When words don't mean what they say

Posted in: Comment, News and Updates

No one has a good word to say about air pollution as it can cause much misery, illness and even death – or, perhaps. more accurately, to be a significant contributor to all these.

The Mayor of London's Office is won't to say that air pollution in the capital causes "4000 premature deaths a year".  The figure comes from an Imperial College environmental research group study and it's statistics such as these that justify the expansion of the Low Emission Zone into the outer London suburbs.

In marketing terms, a statement such as "4000 premature deaths a year" seem so pellucidly clear that even a child would comprehend it.  We're surely entitled to conclude that 4000 Londoners die as result of air pollution each year who would not otherwise have done so.

But it's not what the Imperial study said; rather, it's an officially approved interpretation of what they said.  The Times reports that the study concluded that between 61,800 and 70.200 'life years' are lost each year by Londoners because of air pollution.   This is the equivalent (on average) of every person (in London) losing between 2.5 and 2.8 days of life expectancy each year: around a month every 10 years.

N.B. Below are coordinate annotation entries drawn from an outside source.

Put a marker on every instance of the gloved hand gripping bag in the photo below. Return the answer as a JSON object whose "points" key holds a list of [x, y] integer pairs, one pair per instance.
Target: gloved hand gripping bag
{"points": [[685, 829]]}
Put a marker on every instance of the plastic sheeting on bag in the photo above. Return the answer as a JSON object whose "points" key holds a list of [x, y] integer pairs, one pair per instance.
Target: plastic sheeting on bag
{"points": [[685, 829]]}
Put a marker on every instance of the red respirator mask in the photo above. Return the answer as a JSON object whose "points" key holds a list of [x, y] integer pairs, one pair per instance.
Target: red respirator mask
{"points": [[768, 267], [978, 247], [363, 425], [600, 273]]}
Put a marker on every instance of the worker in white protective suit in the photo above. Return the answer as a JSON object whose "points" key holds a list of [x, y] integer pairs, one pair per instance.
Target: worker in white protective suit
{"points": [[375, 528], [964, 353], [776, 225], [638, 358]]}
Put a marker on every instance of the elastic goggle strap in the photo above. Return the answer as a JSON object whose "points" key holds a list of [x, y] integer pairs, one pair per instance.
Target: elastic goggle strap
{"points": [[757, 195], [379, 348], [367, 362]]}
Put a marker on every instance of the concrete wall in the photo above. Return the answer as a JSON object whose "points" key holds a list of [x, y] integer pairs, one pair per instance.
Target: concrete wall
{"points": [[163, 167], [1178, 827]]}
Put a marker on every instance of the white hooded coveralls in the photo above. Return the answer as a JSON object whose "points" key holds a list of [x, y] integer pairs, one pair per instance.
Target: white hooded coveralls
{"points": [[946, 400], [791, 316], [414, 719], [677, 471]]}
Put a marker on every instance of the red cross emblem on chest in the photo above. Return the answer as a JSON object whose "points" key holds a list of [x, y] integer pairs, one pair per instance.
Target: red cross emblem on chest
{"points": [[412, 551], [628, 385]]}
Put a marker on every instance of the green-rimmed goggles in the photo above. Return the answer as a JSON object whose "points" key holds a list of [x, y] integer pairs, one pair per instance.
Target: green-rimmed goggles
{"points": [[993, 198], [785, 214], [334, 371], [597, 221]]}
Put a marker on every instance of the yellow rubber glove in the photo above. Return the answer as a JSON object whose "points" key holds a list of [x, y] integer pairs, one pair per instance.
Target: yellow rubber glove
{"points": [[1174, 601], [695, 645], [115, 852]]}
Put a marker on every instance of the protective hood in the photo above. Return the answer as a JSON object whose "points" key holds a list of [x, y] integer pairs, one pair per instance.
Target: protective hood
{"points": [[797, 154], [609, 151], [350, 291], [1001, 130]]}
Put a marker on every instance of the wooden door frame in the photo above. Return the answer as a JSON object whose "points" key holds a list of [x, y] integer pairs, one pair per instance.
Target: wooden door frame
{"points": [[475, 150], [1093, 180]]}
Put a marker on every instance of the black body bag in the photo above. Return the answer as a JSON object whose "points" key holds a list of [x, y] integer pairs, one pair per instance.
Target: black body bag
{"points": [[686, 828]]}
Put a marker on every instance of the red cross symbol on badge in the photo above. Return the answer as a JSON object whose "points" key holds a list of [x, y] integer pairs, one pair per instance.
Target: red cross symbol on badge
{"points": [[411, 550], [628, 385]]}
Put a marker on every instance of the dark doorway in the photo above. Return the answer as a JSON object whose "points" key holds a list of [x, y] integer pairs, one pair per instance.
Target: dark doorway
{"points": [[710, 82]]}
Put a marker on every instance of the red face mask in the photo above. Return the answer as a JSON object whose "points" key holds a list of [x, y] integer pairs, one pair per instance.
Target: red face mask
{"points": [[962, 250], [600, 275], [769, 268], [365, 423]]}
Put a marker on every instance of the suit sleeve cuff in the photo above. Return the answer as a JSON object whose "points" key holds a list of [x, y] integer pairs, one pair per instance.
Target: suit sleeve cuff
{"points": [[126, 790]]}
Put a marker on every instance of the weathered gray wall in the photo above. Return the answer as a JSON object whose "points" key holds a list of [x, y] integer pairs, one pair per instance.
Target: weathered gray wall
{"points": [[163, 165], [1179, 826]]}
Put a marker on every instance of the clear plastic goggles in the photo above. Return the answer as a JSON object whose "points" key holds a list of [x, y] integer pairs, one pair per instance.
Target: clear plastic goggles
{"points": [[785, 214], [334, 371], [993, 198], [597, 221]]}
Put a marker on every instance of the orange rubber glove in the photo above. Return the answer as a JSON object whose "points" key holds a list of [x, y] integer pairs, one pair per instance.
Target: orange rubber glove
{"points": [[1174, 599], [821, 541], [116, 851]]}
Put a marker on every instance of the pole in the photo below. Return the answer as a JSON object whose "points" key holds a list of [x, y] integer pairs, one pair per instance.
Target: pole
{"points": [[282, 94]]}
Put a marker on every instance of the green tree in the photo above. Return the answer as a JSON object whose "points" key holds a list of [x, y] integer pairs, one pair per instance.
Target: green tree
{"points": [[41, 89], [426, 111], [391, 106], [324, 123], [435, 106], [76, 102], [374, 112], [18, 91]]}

The conversion from this to the 4000 deaths figure comes through the use of a government algorithm which was created, it's said, to make the idea of life years more understandable to the public.  Clearly this has not been a roaring success.

For a bit of context, the ONS says that life expectance will likely grow by about 49 days a year over the next 25 years.

The Times article examines all this and related matters in some detail.  I recommend it, especially for its account of other research and of FoI data showing attempts by London politicians to get academics to change their inconvenient research reporting.